Activated charcoal drinks

Alexis Willett, PhD
3 min readFeb 7, 2020

A hospital-grade detox at your convenience?

Looking for a quick shot of something that will improve your health from the inside out?

You might have noticed some very black beverages appearing in the health and wellness aisles. There are an increasing number of drinks that now offer the added extra of activated charcoal. Activated charcoal is a special type of highly microscopically porous charcoal used to soak up unwanted particles, not to be confused with burned toast or barbeque briquettes.(1)

In medical settings, it has been used for over 180 years as an important means of treating people who have ingested a poison or overdose of drugs. It binds to many drugs or poisons to prevent them being absorbed by the body. In the wellness drinks world, it is peddled as everything from a hangover cure to a beauty aid to a detoxifying agent. The theory goes that if it works to take away nasty drugs from your gut then it must also be able to mop up other nasty toxins in your digestive system. These ‘toxins’ tend to refer to unwanted things in our diet, rather than things that are actually toxic.(2)

The way devotees promote the drink is something along of the lines of: “activated charcoal binds to toxins in food, like pesticides and other chemicals, and it is so good at it that medical professionals use it routinely to treat people who’ve been poisoned”. It all sounds highly plausible, and the mention of its use by medical professionals affords credibility, but there’s absolutely no scientific proof that drinks with added activated charcoal work at all.

The dose of activated charcoal used for poisonings can be around 100 grams, followed by further doses every few hours. The amount included in a typical drink is around half a gram. Is this really going to do much? It’s pretty unlikely. Manufacturers won’t be very motivated to include much more as the activated charcoal may impair the taste and mouthfeel of drinks — something that is more likely to drive down sales than worries over whether it is effective or not. Even if it were actively drawing away molecules, ask yourself how this activated charcoal would know the difference between the nutrients you want to absorb and those that you want to get rid of. The answer is, of course, that it doesn’t know. Activated charcoal is fairly indiscriminate so if a molecule has the right structure to stick to it then that’ll happen whether it is a toxin, a medicine or a nutrient.

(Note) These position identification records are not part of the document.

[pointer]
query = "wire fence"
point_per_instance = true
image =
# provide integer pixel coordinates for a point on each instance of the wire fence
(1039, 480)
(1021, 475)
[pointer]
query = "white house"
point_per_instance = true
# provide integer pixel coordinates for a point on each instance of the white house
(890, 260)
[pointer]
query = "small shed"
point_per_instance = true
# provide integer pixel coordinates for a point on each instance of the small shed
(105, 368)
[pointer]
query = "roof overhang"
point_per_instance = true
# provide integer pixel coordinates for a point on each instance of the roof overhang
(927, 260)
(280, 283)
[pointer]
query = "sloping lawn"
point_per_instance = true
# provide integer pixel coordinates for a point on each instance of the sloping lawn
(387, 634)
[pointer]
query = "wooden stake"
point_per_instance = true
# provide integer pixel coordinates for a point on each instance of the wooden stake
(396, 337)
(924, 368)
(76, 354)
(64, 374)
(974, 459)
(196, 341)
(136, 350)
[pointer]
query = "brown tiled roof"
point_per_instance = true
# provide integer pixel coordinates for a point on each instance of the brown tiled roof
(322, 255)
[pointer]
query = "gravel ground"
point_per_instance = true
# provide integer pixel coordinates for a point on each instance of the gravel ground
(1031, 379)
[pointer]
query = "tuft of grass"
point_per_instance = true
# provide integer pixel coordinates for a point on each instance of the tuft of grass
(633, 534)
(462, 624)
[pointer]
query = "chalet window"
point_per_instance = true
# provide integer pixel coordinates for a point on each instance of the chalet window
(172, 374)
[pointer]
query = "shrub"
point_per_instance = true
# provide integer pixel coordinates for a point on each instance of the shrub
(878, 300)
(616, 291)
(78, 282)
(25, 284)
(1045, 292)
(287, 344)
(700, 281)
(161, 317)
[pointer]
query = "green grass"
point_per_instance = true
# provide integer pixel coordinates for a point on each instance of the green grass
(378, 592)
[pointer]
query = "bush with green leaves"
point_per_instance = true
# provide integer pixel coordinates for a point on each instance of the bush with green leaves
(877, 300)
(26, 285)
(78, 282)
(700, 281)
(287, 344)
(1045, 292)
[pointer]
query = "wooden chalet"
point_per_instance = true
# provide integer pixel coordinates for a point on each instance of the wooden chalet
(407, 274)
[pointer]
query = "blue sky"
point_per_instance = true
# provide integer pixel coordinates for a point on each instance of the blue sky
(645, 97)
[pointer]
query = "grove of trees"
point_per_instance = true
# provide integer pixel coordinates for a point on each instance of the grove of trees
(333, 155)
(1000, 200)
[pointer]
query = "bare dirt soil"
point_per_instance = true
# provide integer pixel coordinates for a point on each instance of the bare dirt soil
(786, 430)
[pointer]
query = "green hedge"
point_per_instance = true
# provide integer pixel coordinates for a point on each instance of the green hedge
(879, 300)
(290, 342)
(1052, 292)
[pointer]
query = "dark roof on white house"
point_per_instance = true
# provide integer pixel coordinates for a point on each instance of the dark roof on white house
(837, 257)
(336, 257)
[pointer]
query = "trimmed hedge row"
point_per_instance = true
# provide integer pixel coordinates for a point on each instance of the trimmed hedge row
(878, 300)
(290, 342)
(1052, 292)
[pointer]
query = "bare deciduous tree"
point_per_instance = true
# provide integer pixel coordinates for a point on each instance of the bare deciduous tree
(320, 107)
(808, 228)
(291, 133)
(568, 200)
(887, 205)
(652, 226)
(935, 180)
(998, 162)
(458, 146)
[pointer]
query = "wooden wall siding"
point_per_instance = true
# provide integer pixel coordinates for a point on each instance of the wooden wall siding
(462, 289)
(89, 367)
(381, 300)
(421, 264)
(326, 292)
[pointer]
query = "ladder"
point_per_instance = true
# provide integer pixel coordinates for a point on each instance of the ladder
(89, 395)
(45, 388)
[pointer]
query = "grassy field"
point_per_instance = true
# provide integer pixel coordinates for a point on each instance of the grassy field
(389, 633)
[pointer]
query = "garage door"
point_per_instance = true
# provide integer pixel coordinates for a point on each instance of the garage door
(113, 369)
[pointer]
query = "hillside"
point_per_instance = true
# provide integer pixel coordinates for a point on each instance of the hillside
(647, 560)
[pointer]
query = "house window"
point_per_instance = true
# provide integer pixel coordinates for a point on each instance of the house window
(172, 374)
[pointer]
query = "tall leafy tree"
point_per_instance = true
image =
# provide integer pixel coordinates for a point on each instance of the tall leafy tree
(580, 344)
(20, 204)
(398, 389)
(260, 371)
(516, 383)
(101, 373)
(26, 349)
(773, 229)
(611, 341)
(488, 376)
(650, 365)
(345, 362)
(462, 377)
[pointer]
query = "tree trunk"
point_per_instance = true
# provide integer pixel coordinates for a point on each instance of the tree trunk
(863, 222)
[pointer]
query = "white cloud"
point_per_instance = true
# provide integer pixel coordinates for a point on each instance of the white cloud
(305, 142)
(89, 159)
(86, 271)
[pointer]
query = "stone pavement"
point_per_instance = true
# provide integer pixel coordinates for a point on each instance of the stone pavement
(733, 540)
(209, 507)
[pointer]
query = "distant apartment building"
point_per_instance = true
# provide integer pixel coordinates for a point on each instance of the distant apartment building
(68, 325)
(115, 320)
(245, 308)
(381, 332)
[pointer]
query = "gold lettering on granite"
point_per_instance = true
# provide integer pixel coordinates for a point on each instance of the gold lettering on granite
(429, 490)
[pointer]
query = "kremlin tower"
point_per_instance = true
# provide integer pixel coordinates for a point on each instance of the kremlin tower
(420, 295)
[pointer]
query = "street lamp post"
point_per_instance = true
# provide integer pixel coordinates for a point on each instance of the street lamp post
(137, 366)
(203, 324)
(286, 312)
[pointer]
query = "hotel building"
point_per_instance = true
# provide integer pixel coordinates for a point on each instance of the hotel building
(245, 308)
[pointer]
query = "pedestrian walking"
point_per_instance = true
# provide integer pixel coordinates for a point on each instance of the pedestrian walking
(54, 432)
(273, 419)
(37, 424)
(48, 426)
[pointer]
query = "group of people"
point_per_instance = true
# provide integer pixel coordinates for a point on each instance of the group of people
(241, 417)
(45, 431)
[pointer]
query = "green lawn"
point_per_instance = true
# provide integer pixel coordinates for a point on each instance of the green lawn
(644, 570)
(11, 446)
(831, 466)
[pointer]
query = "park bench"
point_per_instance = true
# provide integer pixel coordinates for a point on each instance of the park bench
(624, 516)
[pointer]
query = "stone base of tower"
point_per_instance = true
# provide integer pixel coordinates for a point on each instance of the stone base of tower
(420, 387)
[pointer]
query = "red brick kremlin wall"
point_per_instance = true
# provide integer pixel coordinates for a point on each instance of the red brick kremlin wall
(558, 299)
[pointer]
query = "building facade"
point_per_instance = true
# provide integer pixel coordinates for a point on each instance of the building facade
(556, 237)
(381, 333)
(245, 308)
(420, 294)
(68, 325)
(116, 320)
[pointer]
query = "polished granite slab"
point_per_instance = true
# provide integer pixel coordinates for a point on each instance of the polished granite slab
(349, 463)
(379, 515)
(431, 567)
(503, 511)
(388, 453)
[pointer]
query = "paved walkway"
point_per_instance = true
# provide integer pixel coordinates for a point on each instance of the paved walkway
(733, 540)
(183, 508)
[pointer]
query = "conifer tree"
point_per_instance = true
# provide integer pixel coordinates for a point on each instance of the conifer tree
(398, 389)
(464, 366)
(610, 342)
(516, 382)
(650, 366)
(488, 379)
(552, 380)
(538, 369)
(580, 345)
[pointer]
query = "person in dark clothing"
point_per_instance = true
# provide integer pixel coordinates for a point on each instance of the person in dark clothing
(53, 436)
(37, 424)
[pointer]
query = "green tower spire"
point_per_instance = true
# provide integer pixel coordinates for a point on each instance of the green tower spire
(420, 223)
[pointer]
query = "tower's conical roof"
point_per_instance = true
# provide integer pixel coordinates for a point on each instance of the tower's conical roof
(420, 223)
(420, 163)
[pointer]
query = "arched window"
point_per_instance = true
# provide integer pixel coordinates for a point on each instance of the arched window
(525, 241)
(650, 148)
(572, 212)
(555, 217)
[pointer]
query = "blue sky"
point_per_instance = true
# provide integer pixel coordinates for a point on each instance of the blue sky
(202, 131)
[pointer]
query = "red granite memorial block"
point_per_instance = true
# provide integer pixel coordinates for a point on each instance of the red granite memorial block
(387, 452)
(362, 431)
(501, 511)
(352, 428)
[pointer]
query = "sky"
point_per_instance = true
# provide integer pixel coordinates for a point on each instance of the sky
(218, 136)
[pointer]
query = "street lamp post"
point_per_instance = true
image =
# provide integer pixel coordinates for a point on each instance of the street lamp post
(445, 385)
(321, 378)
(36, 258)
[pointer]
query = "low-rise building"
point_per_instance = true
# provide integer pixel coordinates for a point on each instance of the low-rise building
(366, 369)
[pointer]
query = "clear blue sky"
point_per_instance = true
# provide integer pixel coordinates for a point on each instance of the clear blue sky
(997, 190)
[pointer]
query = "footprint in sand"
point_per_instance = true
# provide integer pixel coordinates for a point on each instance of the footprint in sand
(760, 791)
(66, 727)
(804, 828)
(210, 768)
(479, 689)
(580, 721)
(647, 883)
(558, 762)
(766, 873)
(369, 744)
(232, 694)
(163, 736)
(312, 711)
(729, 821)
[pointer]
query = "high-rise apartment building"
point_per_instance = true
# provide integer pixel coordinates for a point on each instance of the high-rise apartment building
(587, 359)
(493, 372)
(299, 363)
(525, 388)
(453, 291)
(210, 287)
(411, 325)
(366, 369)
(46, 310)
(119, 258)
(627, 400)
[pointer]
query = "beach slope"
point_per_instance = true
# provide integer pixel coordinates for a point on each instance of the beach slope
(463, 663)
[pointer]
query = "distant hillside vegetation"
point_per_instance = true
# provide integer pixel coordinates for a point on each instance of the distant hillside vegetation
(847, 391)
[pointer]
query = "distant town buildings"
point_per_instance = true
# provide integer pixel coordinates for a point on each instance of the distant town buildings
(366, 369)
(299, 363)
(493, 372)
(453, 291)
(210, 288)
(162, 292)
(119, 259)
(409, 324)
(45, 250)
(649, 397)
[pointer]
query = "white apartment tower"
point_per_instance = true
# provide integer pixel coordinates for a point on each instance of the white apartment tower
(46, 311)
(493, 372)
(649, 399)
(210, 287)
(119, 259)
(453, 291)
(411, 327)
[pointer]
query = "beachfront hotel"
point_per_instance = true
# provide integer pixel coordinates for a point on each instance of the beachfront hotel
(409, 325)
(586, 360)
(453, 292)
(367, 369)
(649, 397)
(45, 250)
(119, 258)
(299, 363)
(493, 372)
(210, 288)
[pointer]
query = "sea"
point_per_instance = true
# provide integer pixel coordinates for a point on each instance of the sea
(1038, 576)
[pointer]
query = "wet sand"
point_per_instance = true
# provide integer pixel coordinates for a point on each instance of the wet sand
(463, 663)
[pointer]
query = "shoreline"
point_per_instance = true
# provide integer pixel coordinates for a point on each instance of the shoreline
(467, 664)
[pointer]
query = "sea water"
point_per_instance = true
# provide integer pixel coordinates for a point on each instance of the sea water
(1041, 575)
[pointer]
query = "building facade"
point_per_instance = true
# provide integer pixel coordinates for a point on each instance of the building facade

At the low levels typically included in wellness drinks, there’s unlikely to be much harm from them although you should probably avoid these drinks if you take medication as the charcoal might render it less effective if it prevents the active ingredients being absorbed. And, for those of you hoping it’s a great cure for a hangover you can give up on that hope right now. Activated charcoal is poor at binding with alcohol so in this regard would be pretty useless anyway.

1. As advised by the National Capital Poison Center in the US (National Capital Poison Center, ‘Activated charcoal: An effective treatment for poisonings.’ https://www.poison.org/articles/2015-mar/activated-char- coal). Do people really confuse them?!

2. The dictionary definition of toxic is ‘poisonous’, which is rather over-exaggerating the harms of most of what we eat.